Eines steht fest: der Mensch muss schlafen. Versuche, Wachrekorde zu brechen, endeten meist mit Zusammenbrüchen und Psychosen. Es gibt einleuchtende Erklärungsversuche: schlafen zur körperlichen Erholung; schlafen, weil unsere Sinne nachts nur eingeschränkt funktionieren und schlafen als wichtiger Faktor bei Gedächtnisbildung und Lernen. Da Kinder noch viel lernten und die Gehirnentwicklung im vollen Gange sei, müssten sie auch viel schlafen, so eine populäre Erklärung, die jedoch wissenschaftlich kaum untersucht sei, erklärt Jenni.

Nach Ansicht der Schlafforscher Giulio Tononi und Chiara Cirelli von der Universität von Wisconsin ist Schlaf der Preis, den der Mensch für den Austausch mit der Umwelt und die Aufnahme von Informationen während des Wachseins zu zahlen hat. Während des Tages wird die eingehende Information fortwährend in Netzstrukturen der Nervenzellen eingearbeitet. Kontakte zwischen den Nervenzellen, Synapsen, werden größer, schwerer und zum Teil auch neu geknüpft. Würden diese Prozesse ununterbrochen weitergehen, wären Energie- und Platzreserven und damit das Gehirn selbst schnell erschöpft. Hier kommt der Schlaf ins Spiel, der die Verknüpfungsfreude der Nervenzellen im Gleichgewicht hält. Das ist der Kerngedanke der Theorie der „synaptischen Homöostase“.
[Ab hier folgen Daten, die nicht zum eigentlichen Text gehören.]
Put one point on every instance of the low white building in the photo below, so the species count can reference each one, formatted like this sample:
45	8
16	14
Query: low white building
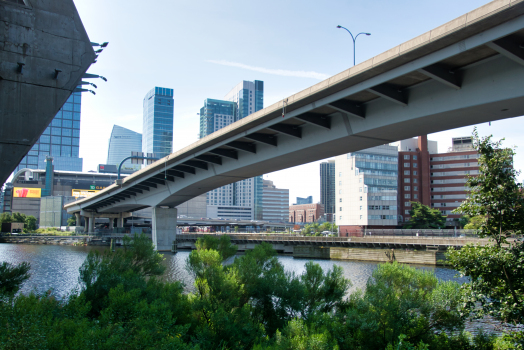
366	184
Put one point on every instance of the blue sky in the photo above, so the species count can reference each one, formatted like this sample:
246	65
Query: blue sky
202	49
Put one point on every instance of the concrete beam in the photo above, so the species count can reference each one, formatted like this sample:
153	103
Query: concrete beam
349	107
390	93
442	75
509	48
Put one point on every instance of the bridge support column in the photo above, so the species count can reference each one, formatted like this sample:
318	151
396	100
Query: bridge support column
77	219
91	228
120	220
164	228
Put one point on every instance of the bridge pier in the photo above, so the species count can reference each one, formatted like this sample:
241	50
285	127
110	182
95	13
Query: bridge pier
164	228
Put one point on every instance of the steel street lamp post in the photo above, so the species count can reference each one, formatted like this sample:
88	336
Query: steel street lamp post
354	40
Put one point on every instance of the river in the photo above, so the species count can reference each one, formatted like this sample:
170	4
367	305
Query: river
56	267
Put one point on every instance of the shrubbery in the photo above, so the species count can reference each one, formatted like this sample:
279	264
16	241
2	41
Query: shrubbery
251	303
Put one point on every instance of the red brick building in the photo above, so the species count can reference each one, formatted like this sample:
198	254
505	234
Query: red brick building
435	179
305	212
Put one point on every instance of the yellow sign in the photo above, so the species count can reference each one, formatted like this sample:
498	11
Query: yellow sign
23	192
83	193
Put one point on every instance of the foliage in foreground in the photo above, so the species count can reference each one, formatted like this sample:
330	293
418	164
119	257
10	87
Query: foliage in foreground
252	303
495	270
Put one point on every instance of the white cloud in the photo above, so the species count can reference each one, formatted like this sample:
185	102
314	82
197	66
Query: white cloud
281	72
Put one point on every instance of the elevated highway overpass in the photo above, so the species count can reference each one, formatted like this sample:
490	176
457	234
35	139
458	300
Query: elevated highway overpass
467	71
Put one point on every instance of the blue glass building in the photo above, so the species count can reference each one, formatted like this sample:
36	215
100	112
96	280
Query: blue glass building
121	143
245	98
157	128
61	140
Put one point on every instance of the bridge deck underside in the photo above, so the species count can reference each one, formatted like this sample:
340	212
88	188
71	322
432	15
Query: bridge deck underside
478	79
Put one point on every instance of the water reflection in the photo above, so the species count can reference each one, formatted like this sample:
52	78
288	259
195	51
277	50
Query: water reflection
56	267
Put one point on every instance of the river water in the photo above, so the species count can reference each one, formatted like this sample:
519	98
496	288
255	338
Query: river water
56	267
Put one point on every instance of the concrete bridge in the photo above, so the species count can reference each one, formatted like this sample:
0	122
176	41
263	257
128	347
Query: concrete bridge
467	71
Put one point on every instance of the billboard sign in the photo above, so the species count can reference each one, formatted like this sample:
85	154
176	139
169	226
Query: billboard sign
83	193
24	192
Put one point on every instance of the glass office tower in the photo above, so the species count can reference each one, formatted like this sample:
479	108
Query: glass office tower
245	98
121	143
327	186
157	128
61	140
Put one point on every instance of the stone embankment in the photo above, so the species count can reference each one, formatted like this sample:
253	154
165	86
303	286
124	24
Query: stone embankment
53	240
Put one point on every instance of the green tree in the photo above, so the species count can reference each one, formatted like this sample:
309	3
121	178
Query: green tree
6	218
475	222
495	193
423	217
71	221
495	271
30	223
400	299
12	277
134	266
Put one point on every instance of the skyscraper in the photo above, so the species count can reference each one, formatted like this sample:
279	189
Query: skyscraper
243	198
157	128
61	140
327	186
121	143
248	96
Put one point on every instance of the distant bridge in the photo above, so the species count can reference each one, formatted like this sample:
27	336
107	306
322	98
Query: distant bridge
467	71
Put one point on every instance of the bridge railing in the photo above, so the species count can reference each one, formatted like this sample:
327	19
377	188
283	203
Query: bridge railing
276	238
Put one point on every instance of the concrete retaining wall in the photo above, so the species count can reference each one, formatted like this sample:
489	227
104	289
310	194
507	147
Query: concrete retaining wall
55	240
366	254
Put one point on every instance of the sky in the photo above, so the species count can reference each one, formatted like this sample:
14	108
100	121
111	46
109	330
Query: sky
202	49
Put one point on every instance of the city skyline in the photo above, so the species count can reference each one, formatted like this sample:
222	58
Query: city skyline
195	77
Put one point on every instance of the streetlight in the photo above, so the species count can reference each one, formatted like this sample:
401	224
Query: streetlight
354	40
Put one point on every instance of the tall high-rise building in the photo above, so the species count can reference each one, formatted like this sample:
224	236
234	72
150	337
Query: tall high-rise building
435	179
327	186
157	131
61	140
242	199
366	189
248	96
301	200
215	115
121	143
275	203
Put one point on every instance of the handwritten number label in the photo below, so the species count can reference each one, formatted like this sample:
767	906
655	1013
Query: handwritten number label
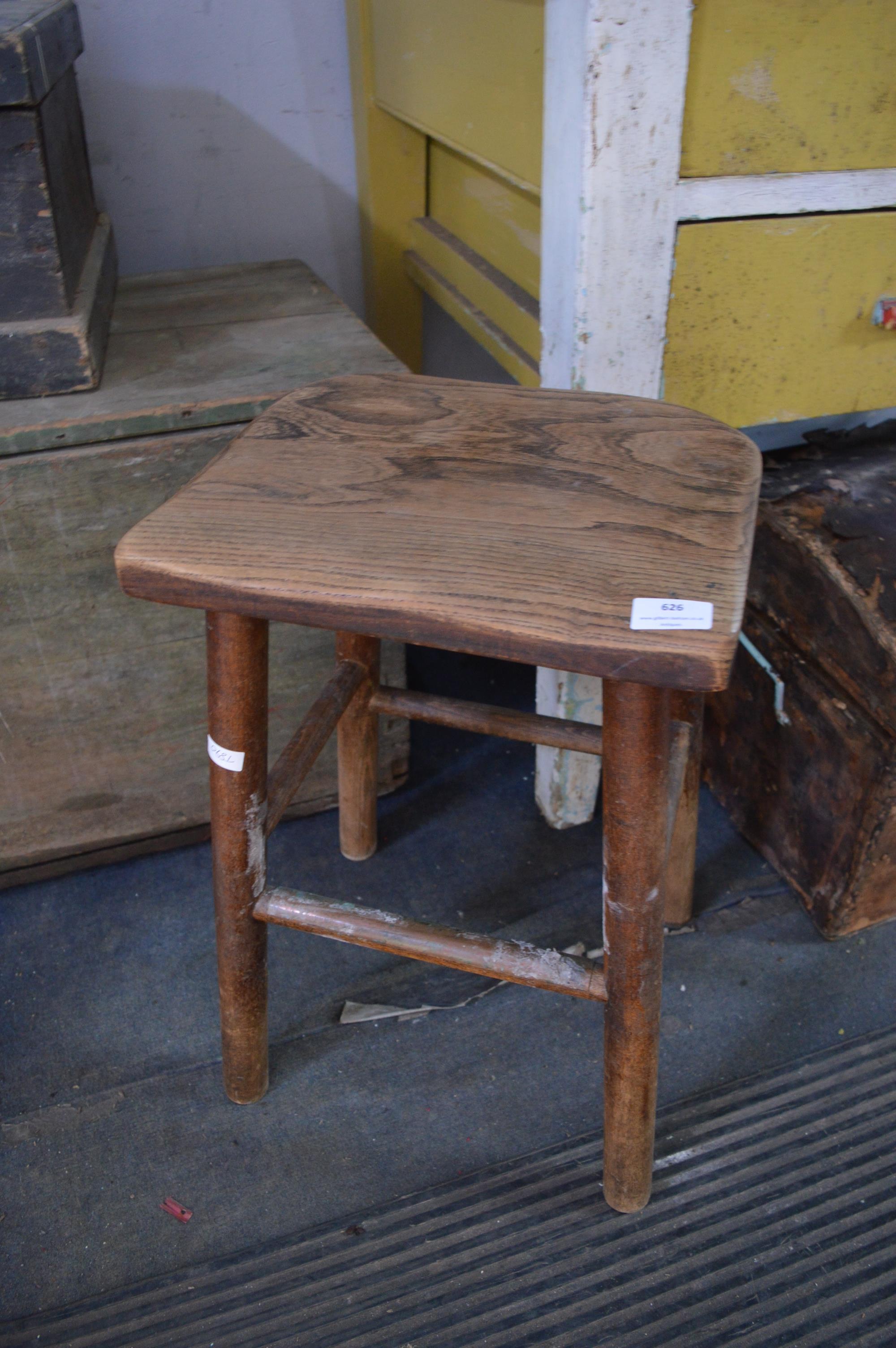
672	615
231	760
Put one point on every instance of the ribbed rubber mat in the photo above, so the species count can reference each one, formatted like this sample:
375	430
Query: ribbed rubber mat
772	1223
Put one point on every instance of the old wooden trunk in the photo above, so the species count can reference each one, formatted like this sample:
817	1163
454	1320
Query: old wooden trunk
103	701
814	788
57	255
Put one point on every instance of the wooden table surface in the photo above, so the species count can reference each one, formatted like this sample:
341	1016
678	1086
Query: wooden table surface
475	517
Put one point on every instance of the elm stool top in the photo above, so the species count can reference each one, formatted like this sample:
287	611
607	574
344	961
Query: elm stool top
510	522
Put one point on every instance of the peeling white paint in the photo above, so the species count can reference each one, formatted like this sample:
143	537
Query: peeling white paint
256	813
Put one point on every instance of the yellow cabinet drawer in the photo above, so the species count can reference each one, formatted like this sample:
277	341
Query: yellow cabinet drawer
771	320
468	73
790	87
498	220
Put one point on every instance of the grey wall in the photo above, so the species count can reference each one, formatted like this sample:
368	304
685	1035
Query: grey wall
221	131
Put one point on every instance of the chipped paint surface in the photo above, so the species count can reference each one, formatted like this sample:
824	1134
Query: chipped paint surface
256	851
566	782
793	87
515	962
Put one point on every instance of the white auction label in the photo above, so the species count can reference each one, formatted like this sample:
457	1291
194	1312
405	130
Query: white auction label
225	758
672	615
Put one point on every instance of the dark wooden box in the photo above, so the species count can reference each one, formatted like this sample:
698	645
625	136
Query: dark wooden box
103	717
57	254
814	788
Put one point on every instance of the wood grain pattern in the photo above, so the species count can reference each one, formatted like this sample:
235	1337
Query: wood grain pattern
103	703
202	348
474	517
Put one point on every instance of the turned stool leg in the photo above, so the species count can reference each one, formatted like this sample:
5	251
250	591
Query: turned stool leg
237	664
678	905
358	740
635	831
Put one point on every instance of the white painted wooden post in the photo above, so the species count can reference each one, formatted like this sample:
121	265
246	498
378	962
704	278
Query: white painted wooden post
615	74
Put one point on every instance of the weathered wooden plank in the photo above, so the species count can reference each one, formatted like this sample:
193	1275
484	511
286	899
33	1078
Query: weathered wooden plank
198	375
103	705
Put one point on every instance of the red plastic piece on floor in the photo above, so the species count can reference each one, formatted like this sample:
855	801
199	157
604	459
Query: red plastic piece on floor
176	1210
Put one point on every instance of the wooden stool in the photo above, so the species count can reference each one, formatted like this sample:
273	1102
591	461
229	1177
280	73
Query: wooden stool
506	522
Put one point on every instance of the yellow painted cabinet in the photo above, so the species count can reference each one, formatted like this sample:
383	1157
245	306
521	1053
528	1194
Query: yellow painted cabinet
771	320
770	317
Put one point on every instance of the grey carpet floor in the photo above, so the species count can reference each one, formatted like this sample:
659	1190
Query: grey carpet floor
111	1075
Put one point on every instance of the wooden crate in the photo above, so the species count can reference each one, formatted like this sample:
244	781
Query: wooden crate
57	255
814	785
103	707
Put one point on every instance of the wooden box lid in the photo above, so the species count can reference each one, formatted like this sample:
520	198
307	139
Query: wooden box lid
825	560
38	43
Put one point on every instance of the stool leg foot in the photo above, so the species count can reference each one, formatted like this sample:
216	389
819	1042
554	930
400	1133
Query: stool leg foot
678	905
237	658
358	742
635	828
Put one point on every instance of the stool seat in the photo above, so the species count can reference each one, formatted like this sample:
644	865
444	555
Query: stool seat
518	523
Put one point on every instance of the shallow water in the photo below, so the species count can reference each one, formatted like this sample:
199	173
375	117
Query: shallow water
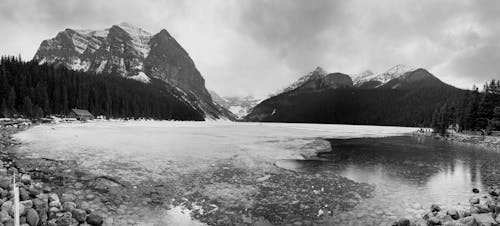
408	173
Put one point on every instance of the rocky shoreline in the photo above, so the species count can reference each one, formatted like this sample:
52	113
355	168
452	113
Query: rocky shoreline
41	204
225	194
483	209
491	143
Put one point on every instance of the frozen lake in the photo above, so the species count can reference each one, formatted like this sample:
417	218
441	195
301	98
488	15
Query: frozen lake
140	151
184	145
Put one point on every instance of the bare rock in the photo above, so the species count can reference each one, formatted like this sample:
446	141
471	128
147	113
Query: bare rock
32	217
94	219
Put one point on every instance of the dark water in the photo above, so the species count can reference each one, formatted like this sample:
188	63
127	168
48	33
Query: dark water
410	173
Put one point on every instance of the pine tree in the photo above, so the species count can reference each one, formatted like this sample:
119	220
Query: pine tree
3	109
27	107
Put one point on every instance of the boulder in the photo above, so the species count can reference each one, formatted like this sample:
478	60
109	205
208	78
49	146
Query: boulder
453	213
27	203
402	222
39	204
474	200
6	206
22	210
4	216
5	184
23	194
467	221
435	208
79	215
34	192
53	197
69	206
67	197
26	179
480	208
484	219
43	214
55	204
94	219
64	220
32	217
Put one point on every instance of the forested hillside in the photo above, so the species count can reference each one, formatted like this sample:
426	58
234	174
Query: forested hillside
474	110
33	90
407	100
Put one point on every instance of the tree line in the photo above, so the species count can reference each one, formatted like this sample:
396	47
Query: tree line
474	111
31	90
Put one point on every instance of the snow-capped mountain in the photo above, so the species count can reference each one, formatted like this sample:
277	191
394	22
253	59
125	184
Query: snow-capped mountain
320	79
134	53
317	73
369	79
240	106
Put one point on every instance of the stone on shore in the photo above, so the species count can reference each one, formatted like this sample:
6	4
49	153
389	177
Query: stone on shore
32	217
467	221
79	215
474	200
69	206
453	213
26	179
66	197
402	222
485	219
4	216
94	219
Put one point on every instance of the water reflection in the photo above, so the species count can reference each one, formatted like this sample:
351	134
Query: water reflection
410	174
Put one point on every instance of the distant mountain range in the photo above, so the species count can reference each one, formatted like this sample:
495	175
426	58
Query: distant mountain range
239	106
403	96
133	53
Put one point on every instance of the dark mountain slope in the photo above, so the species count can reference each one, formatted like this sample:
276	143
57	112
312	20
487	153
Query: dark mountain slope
133	53
34	90
405	101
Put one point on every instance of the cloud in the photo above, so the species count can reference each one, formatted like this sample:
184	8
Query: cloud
256	47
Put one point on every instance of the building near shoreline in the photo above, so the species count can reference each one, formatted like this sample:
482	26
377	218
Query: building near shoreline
81	114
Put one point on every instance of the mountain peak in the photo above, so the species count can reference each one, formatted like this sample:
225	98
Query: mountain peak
134	53
382	78
400	69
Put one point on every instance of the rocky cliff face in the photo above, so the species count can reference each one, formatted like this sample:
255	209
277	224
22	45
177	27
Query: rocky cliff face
133	53
318	80
400	96
239	106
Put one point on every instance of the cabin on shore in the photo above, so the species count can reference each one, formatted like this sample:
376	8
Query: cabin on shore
80	114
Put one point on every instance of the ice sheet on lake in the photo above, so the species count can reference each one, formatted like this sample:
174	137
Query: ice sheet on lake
156	146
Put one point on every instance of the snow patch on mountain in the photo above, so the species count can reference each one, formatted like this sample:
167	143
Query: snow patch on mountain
141	77
140	38
392	73
240	106
318	72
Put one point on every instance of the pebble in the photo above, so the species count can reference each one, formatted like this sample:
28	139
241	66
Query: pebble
94	219
32	217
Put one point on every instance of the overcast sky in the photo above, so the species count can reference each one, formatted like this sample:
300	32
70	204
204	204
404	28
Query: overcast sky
255	47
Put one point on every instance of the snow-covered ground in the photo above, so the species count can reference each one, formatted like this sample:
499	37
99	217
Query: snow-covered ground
138	151
151	144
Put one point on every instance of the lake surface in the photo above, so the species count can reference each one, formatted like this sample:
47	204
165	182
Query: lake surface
408	173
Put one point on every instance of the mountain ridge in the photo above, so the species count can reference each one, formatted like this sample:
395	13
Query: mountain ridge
408	99
134	53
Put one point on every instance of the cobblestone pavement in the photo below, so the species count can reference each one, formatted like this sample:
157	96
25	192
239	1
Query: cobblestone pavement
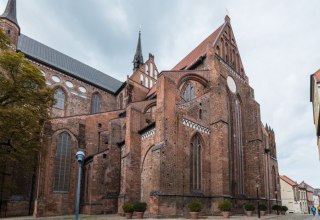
116	217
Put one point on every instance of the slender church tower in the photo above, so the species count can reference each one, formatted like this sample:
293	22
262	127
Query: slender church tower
9	23
138	58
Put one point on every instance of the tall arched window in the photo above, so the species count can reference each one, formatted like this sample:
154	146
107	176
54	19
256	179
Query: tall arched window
59	97
195	163
62	163
274	179
188	93
121	101
95	104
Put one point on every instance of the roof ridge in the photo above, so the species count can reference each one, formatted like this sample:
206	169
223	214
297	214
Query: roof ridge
66	63
10	12
199	50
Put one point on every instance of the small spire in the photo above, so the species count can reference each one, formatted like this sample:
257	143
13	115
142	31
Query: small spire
11	12
138	58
Im Tiefschlaf nämlich führten die langsamen Hirnstromwellen dazu, dass Synapsen wieder kleiner würden, erklärt Oskar Jenni. Nur dort, wo Fakten und Fertigkeiten tiefe Gedächtnisspuren hinterlassen haben, die Synapsenstärke also kräftig angewachsen ist, bleibt Erlerntes bestehen. Die „Festplatte“ des Gehirns werde so von Unwichtigem gesäubert und sei bereit, am nächsten Tag wieder neu beschrieben zu werden. Da es bei Kindern bis zur Pubertät zunächst zu einer Synapsenüberproduktion mit der bekannten hohen Lernfähigkeit kommt, verwundert eine lange Schlafdauer nicht, in der alles „überarbeitet“ werden muss.

Doch aus der Notwendigkeit des Schlafens eine bestimmte Schlafdauer abzuleiten, ist problematisch. Denn der Schlafbedarf unter gleichaltrigen Kindern ist sehr unterschiedlich. Junge Säuglinge etwa schlafen überwiegend 14 bis 18 Stunden am Tag, manchen reichen 12, andere brauchen bis zu 20 Stunden täglich. Weil die Variabilität so groß sei, gäbe es ein „normales“ Schlafverhalten eigentlich gar nicht, sagt Jenni.

Auch kulturelle Einflüsse spielten eine Rolle bei dem, was als normaler Kinderschlaf angesehen werde. Eltern würden durch die Ratgeberliteratur häufig verunsichert und ein Beharren auf einer festen Schlafdauer könne die Entstehung von Schlafstörungen sogar fördern. So seien die elterliche Überschätzung des kindlichen Schlafbedarfs und falsche Einschlafgewohnheiten die häufigsten Ursachen für Schlafstörungen im Kindesalter.

Kurzzeitige Schlafdefizite können Kinder und Jugendliche gut wegstecken, das berichtete der Freiburger Psychiater Christoph Nissen auf der Tagung. Bei einer Studie an der Freiburger Uniklinik hatte es keinen Einfluss auf die Gedächtnisleistung, ob die Jugendlichen über vier Nächte fünf oder neun Stunden schliefen. Wie sich zeigte, blieb die Tiefschlafdauer aller Teilnehmer konstant, egal wie lange sie insgesamt schliefen. Auch nach dieser Studie sei aber offen, welche Auswirkungen es habe, wenn Jugendliche dauerhaft zu wenig schliefen, hob Nissen hervor. Junge Erwachsene schlafen oft nur sechs bis sieben Stunden, obwohl sie acht bis neun gebrauchen könnten. Und das, wo die Hirnreifung erst mit dem 24. Lebensjahr abgeschlossen ist.